The state budget has allocated $242.5 million to Stage Two of the Gawler electrification, but is seeking a 50/50 commitment to the $462.5 million project from the Federal Government in order for the project to go ahead.
It has also allocated 20 per cent of $415 million for the “relatively small” section of the North-South Corridor, but requires an 80 per cent Commonwealth commitment to funding to continue.
“If the Turnbull Government is genuinely committed to delivering a non-stop North-South Corridor by 2023, we need it to commit its share of funding for these projects so we can get on with delivering them.”
In a new announcement, two new schools will be built by 2022 — one at Munno Para in Adelaide’s north and the other in the Aldinga/Sellicks Beach region in the south.
The facilities will cater for 1,400 students from reception to Year 12, 100 special school students and have a 55-place childcare centre.
The schools will be built under a public-private partnership model — used by the Government previously to construct so-called “super schools” across Adelaide.
Another new announcement includes un-costed plans to upgrade the Springbank, Daws and Goodwood road intersection.
Some $3.5 million has been allocated to upgrade the Blackwood roundabout in the Adelaide foothills. The community has been calling for plans to ease congestion for some time, with many people calling for a new arterial route to service Blackwood Park.
Mr Koutsantonis said such requests could be raised in a new $40 million Fund My Neighbourhood program to be launched in July.

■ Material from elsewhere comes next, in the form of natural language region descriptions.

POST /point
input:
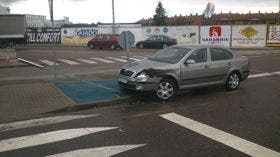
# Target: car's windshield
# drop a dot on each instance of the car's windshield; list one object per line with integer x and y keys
{"x": 170, "y": 54}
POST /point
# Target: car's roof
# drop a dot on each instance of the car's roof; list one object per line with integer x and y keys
{"x": 198, "y": 46}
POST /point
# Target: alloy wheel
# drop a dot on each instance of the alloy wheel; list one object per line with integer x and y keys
{"x": 165, "y": 90}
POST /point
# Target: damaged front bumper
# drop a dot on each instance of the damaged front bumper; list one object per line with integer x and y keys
{"x": 149, "y": 84}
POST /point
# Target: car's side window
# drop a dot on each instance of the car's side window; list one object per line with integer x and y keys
{"x": 160, "y": 38}
{"x": 152, "y": 38}
{"x": 228, "y": 55}
{"x": 218, "y": 54}
{"x": 199, "y": 56}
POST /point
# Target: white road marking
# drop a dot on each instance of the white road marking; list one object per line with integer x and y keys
{"x": 98, "y": 152}
{"x": 116, "y": 59}
{"x": 132, "y": 58}
{"x": 87, "y": 61}
{"x": 102, "y": 60}
{"x": 40, "y": 121}
{"x": 49, "y": 137}
{"x": 232, "y": 141}
{"x": 48, "y": 62}
{"x": 140, "y": 57}
{"x": 260, "y": 75}
{"x": 68, "y": 61}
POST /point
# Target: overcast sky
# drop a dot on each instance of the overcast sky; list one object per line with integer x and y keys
{"x": 126, "y": 11}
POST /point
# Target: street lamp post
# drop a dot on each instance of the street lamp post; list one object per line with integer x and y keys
{"x": 113, "y": 12}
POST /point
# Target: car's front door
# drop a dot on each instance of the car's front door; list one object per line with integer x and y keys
{"x": 194, "y": 70}
{"x": 151, "y": 42}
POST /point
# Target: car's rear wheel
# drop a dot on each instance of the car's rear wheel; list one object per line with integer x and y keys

It is designed to give communities a chance to nominate and vote on “neighbourhood improvement projects”.
No new trams but increased train services
The Government also committed $22 million over the next four years to increase evening, weekend and major event train services on all lines.
This includes Gawler, Outer Harbor, Seaford, Tonsley and Belair lines running to a 30-minute frequency instead of 60-minutes during weeknights.
It has also committed $15 million to build multi-level park-and-ride facilities at Tea Tree Plaza and Klemzig in the city’s north.
The budget has also laid groundwork towards a cleaner car future, by allocating $8.2 million to the construction of a hydrogen production facility, refuelling station and a trial for six hydrogen-fuelled buses.
It also allocates $200,000 for 10 parking spaces with electric vehicle charging facilities.
With other previously announced big-ticket items such as the $550 million energy plan, and $1.1 billion in health infrastructure spending, including a new $528 million Women’s Hospital in the CBD, forecast surpluses have been slashed across the forward estimates.
Mr Koutsantonis said the Government had chosen to spend money to create jobs in the lead-up to Holden’s closure.
A surplus of $72 million is now forecast next financial year — down from $382 million promised at last year’s mid-year budget update.